Roads agency Sanral has baulked at commenting on allegations that Electronic Toll Collection (ETC), which manages the collection of e-tolls in South Africa, agreed to pay R40-million to an allegedly dodgy subcontractor two weeks before ETC won the Gauteng Freeway Improvement Project (GFIP) e-tolls contract.

Sanral GM for communications Vusi Mona this week declined to respond to a list of questions e-mailed to Sanral on 3 March related to these allegations and to a request last week for additional comment after the Organisation Undoing Tax Abuse (Outa) publicly released further information about the alleged dodgy payments.

Moneyweb published an article on 4 March about the initial allegations made by Outa. The article did not contain any comment from Sanral because the roads agency indicated that it was unable to meet the deadline to provide comment.

Sanral changed tack this week, with Mona stating: “Sanral is unfortunately not able to respond to your questions until transport minister Fikile Mbalula makes a public pronouncement on the e-toll matter. As an implementing agent of government, Sanral continues to be guided by the minister and cabinet’s pronouncement on this matter.”

This is a reference to an undertaking given by Mbalula earlier this month that an announcement on the future of e-tolls will be made before the end of March 2021.

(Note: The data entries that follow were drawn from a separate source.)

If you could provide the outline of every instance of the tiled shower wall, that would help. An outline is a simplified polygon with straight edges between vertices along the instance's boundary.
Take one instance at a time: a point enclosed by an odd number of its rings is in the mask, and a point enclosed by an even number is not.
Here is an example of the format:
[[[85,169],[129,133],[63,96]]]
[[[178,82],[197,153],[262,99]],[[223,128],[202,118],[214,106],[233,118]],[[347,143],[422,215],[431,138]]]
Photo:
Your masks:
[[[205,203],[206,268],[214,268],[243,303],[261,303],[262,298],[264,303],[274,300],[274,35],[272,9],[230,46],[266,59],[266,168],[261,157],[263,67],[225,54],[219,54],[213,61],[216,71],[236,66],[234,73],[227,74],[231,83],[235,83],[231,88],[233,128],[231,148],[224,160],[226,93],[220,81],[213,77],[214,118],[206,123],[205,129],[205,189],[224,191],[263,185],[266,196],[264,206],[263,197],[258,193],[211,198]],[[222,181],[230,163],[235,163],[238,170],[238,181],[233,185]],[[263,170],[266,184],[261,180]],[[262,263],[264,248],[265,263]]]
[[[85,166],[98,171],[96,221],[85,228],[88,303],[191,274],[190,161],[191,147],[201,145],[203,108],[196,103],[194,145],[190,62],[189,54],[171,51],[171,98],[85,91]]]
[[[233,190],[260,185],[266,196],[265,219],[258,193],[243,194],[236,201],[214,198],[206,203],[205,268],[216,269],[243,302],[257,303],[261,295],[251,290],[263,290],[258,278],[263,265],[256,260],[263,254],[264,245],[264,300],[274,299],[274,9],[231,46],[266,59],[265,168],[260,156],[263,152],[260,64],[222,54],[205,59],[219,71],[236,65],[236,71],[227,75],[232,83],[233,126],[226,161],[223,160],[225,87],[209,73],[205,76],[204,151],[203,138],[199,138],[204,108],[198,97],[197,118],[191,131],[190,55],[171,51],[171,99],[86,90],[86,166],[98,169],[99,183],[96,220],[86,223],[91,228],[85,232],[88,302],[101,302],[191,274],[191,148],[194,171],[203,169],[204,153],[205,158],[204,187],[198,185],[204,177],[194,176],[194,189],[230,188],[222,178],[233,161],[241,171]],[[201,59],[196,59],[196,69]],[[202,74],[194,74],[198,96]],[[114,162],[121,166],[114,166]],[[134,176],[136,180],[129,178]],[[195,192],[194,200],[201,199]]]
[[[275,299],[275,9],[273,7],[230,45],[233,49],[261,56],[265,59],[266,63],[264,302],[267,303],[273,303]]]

Outa said last week it has received a copy of the 2009 contract between ETC, which is owned by Austrian-based Kapsch TrafficCom, and South African sub-contractor Proash. It said the contract confirms the problems Outa recently raised about the ETC-Proash payments and even more concerns. Outa said a whistleblower sent it the contract after Outa recently exposed the existence of the unknown contract and raised questions about its purpose.

‘Backhander or enrichment scheme’

“The flaws in the contract suggest it was written as a way of paying a backhander, or as an enrichment scheme, linked to Sanral’s award to ETC of the main e-tolls collection and management contract for the Gauteng Open Road Tolling (GORT) project (GFIP).

“The contract shows that ETC hired Proash — a small business with no track record — to manage B-BBEE (broad-based black economic empowerment) issues for R40-million, payable over nine-and-a-half years, signing the flimsy service-level agreement about 10 days before ETC signed with Sanral.

“Outa previously confirmed that at least R10-million was paid over the first three years of the contract but no work appears to have been done,” it said. Outa said concerns arising from the contract include company details, VAT records and the legitimacy of the services supposedly delivered. It said it has provided ETC with a copy of this contract and its concerns to encourage an investigation into this matter.

Outa director for accountability Stefanie Fick said in the organisation’s letter to ETC: “It is Outa’s understanding that payments made to Proash were claimed back from Sanral and did not form part of the GORT project payment they received. ETC should be mindful that any funds that were spent on payments to ETC were taxpayers’ money, and therefore it is critical to establish if the agreement and payments to Proash were legitimate. We once again give you our undertaking to cooperate with any independent investigations on this matter. We once again request that you make your findings public and also share your findings with Outa. If you are serious about the fight against corruption in this country, we need your undertaking to act on any wrongdoing that emerges out of this matter and that you will be transparent with the findings and your report.”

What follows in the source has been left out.